Reuters reports on Colin Powell’s planned visit to Ankara and Brussels. “It will be Powell’s first trip to Europe since a short visit to the Swiss mountain resort of Davos in January.”
Trust the Financial Times to get stuck into the numbers. “The fuel cost numbers are startling. A gallon of modified jet fuel, which is used in tanks as well as aircraft, costs only 84 cents when bought wholesale from multinational oil companies such as Shell and ExxonMobil. By the time the cost of transporting the fuel to the battlefield is added, that sum can rise to hundreds of dollars per gallon The US army estimates it costs about $150 per gallon for fuel used in Iraq.
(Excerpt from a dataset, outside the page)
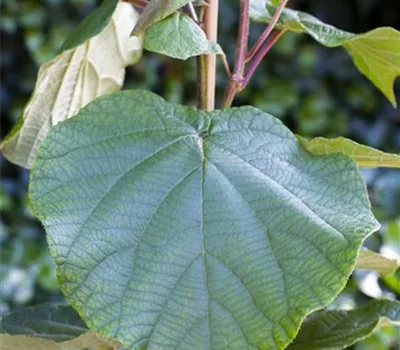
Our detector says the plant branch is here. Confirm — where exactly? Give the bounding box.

The fuel comes from 23 US military dumps scattered across the Middle East, a number that was doubled in preparation for the current conflict.”
Christopher Lydon lists writers who anticipated the current crisis, from Tolstoy to Graham Greene.
Yale historian Paul Kennedy reflects on the roots of American impatience in The Guardian (not on the website, presumably because of syndication restrictions). “There is the impatient character of the American sports culture, which is so ingrained and taken for granted that few citizens appreciate how it looks from the outside — the quasi-military language, the impatience with low scoring, the stress upon offensive play, the sheer overwhelming size and power of most basketball and football players, the commerically driven system of frequent ‘time-outs’ which heightens the atmosphere of urgency and racing against the clock.”
Felix Salmon has a lengthy post on the differences between British Airways and American Airlines, but he extends it to a broader cultural point. “The Americans seem to be good at blowing things up, but very bad at getting any kind of dialogue going with the Iraqis, let alone any goodwill. The Brits, on the other hand, seem to understand that Iraqis aren’t simply going to welcome them with flowers and open arms: that they have to do something to earn the locals’ trust, and that hiding behind a tank turret is a bad way of going about that. The Brits are just as good at killing the enemy as the Americans are, but they’re much better at relating with the vast majority of the population that isn’t the enemy.”
Along with other thinking webloggers, I’m steering clear of being an armchair general (leaving that to those who actually know something), but to my untutored eye, it seems the British army’s long experience in Northern Ireland is proving extraordinarily relevant in Iraq. I wonder whether this telling — and at times amusing — account of the Phrasealator could be written about the British troops as well.
Michael Wolff at the coalition media centre in Qatar: “It takes about 48 hours to understand that information is probably more freely available at any other place in the world than it is here. Eventually you realise that you know significantly less than when you arrived, and that you are losing more sense of the larger picture by the hour. At some point you will know nothing.”